66.      X betwist dit. Haars inziens komt het Hof in het arrest Lexel tot de tegenovergestelde slotsom. In die zaak heeft het Hof de Zweedse regels inzake de vennootschapsbelasting, met name die welke betrekking hebben op de aftrek van rente-uitgaven, getoetst aan artikel 49 VWEU. Die regels, die veel gemeen hadden met de Nederlandse regels, kwamen er in wezen op neer dat een dergelijke aftrek bij wijze van uitzondering niet werd toegestaan wanneer het belastingplichtige lichaam de lening in kwestie was aangegaan bij een verbonden lichaam, tenzij was aangetoond dat die lening in eerste instantie gerechtvaardigd was op zakelijke gronden en derhalve niet louter was aangegaan om een aftrekbare schuld te creëren. Ook de Zweedse regering heeft destijds betoogd dat die bepalingen gericht waren op het tegengaan van volstrekt kunstmatige constructies die tot doel hebben de belasting te omzeilen die normaal gesproken verschuldigd is over de winst uit activiteiten op het nationale grondgebied. Het Hof oordeelde dat de Zweedse bepalingen niet op die grond gerechtvaardigd konden worden, omdat de toepassing ervan volgens het Hof niet was beperkt tot dergelijke constructies. Het Hof overwoog hierover het volgende:

„53      [...] Zoals de [Zweedse] belastingdienst ter terechtzitting in wezen heeft erkend, betreft die uitzondering [op het recht van aftrek] namelijk schulden die voortvloeien uit civielrechtelijke transacties, zonder dat zij echter uitsluitend betrekking heeft op fictieve constructies. Volgens de beoordeling van de met de betreffende transactie nagestreefde doelstellingen door de belastingdienst kunnen bijgevolg ook transacties die tegen marktconforme voorwaarden zijn aangegaan – dat wil zeggen tegen voorwaarden die vergelijkbaar zijn met die welke tussen onafhankelijke ondernemingen zouden gelden – binnen de werkingssfeer van de uitzondering vallen.

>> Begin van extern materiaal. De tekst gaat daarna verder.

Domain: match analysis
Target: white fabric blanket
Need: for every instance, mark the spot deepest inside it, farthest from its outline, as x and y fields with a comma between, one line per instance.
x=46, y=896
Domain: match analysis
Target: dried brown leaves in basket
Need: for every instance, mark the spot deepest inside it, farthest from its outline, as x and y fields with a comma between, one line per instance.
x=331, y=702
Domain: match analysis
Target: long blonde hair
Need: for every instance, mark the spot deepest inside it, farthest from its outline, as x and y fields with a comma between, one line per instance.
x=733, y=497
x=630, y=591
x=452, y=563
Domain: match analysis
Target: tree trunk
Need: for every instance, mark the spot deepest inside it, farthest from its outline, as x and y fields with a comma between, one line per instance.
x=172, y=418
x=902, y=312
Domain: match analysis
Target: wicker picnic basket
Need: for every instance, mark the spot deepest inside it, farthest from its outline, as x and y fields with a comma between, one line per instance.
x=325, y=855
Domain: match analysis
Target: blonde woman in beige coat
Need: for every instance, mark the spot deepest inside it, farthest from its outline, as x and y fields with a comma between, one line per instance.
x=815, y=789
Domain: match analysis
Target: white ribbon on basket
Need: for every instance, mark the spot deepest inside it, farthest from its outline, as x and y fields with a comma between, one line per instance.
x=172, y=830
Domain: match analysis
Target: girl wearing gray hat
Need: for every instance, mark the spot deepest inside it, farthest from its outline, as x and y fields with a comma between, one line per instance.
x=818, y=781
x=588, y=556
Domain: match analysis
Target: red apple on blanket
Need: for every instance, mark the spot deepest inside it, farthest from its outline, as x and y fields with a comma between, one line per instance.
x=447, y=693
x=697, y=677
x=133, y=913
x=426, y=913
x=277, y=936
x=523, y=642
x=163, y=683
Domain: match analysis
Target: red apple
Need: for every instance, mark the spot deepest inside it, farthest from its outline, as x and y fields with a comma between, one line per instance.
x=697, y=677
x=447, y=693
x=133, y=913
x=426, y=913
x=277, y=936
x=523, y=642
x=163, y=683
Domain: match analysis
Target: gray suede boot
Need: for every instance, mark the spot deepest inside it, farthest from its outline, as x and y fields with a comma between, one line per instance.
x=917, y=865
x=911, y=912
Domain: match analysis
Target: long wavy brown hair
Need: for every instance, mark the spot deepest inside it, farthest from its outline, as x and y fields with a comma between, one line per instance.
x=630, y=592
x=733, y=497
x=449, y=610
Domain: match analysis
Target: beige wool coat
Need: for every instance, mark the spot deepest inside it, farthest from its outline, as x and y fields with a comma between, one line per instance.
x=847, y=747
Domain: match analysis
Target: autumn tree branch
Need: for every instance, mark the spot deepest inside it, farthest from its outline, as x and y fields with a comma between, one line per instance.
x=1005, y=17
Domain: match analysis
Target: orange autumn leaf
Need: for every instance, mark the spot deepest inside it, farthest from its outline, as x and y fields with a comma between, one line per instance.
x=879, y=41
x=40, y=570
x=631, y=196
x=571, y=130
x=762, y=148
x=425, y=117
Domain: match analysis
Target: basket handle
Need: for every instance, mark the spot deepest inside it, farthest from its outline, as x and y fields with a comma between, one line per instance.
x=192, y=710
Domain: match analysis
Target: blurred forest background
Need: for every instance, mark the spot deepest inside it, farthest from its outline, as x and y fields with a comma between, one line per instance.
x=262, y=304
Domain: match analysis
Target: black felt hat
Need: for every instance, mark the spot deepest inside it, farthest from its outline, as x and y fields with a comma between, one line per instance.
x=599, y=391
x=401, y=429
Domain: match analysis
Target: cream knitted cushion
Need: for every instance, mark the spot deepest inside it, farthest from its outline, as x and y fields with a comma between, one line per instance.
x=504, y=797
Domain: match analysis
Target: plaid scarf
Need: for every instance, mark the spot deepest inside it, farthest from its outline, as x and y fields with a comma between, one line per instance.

54      Het fictieve aspect van de betreffende transactie vormt met andere woorden geen beslissende voorwaarde om het recht op aftrek te weigeren, aangezien het voornemen van de betrokken vennootschap om voornamelijk uit fiscale overwegingen een schuld aan te gaan voldoende is om de weigering van het recht op aftrek te rechtvaardigen. [...]

[...]

56      Vastgesteld moet worden dat transacties die tegen marktconforme voorwaarden zijn aangegaan en dus geen volkomen kunstmatige of fictieve constructies vormen die alleen zijn opgezet om de belasting te ontwijken die normaal gesproken verschuldigd is over winsten uit activiteiten op het nationale grondgebied, binnen de werkingssfeer van de uitzondering [op het recht van aftrek] kunnen vallen.”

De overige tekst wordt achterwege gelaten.